Let's have an urn with $m_i= 2$ balls for $c=3$ different colours with different weights $w_i$.
$n=2$ balls are taken randomly but the probability of sampling a particular coloured ball is proportional to its weight. This is a biased urn problem and the probability of taking a given sample follows the Multivariate Fisher's Noncentral Hypergeometric Distribution with the following probability mass function ($S$ is the support of the PMF):
$$ \frac{1}{P_0}\prod_{i=1}^{c} \binom{m_i}{x_i}\omega_i^{x_i}\\ P_0 = \sum_{(y_0,\ldots,y_c)\in \mathrm{S}}\prod_{i=1}^{c} \binom{m_i}{y_i}\omega_i^{y_i}\\ \mathrm{S} = \left\{ \mathbf{x} \in \mathbb{Z}_{0+}^c \, : \, \sum_{i=1}^{c} x_i = n \right\} $$
I would like to calculate the probability of the realization $x = \{1, 0, 1\}$.
The R
's package BiasedUrn
exposes the Multivariate Fisher's Noncentral Hypergeometric Distribution. Here a reproducible example:
library(BiasedUrn)
set.seed(123)
n = 2 # balls taken
c = 3 # different colors
m = rep(2, c) # nuber of balls in the urn for each colour
w = runif(n = c)
w = w/sum(w) #weights of the balls (biasd urn)
# a realization
x = c(1, 0, 1)
prob = dMWNCHypergeo(x, m, n, odds = w)
The calculated probability is: $prob = 0.1209264$.
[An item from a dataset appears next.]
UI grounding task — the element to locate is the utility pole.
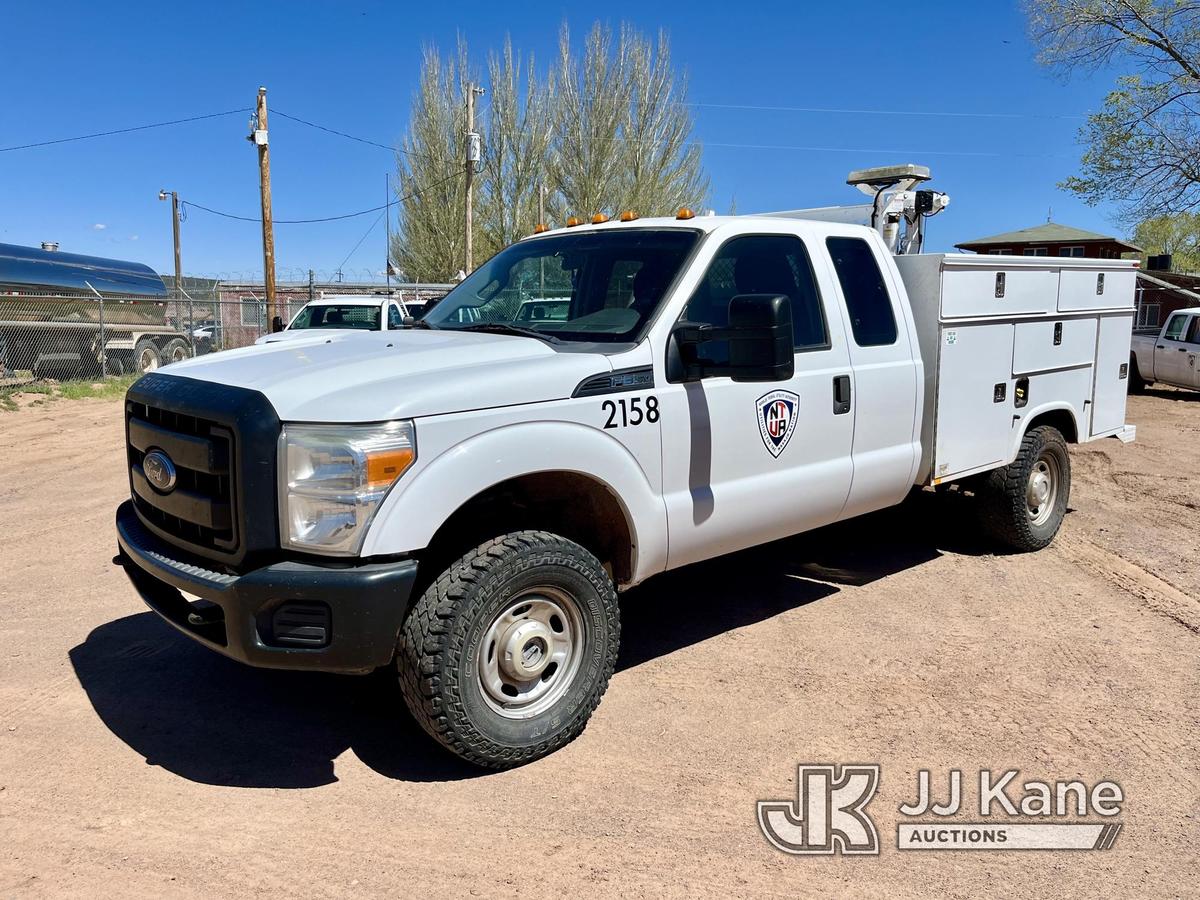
[246,88,278,328]
[158,191,184,301]
[462,82,484,275]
when I try to calculate it with the formula above I get different results:
numerator = 1.0
for (i in 1:c) {
numerator = numerator * choose(m[i], x[i]) * (w[i] ^ x[i])
}
S = combn(x=rep(c(1:c),n), m = n, tabulate, nbins = c)
S = S[, !duplicated(t(S))]
denominator = 0.
for (y in S) {
prod = 1
for (i in 1:c) {
prod = prod * choose(m[i], y) * (w[i]^y)
}
denominator = denominator + prod
}
prob_2 = numerator / denominator
and $prob\_2 = 0.1329621$. So, it's wrong!
While I am rather confident that the numerator is calculated in the right way, my instinct tells me that's something wrong in the denominator and probably I cannot identify in the right way the support of the PMF. I defined $S$ as the 6 possible (distinct) outcomes: $\{1,1,0\}$, $\{1,0,1\}$, $\{2,0,0\}$, $\{0,1,1\}$, $\{0,2,0\}$, $\{0,0,2\}$.
So, please, could someone help me find what I am doing wrong here?
I would like to generalize the problem and implement the Multivariate Fisher's Noncentral Hypergeometric Distribution in stan
to make inference on $\omega_i$ (an old question of mine) and so I need help to understand what's I am doing wrong here.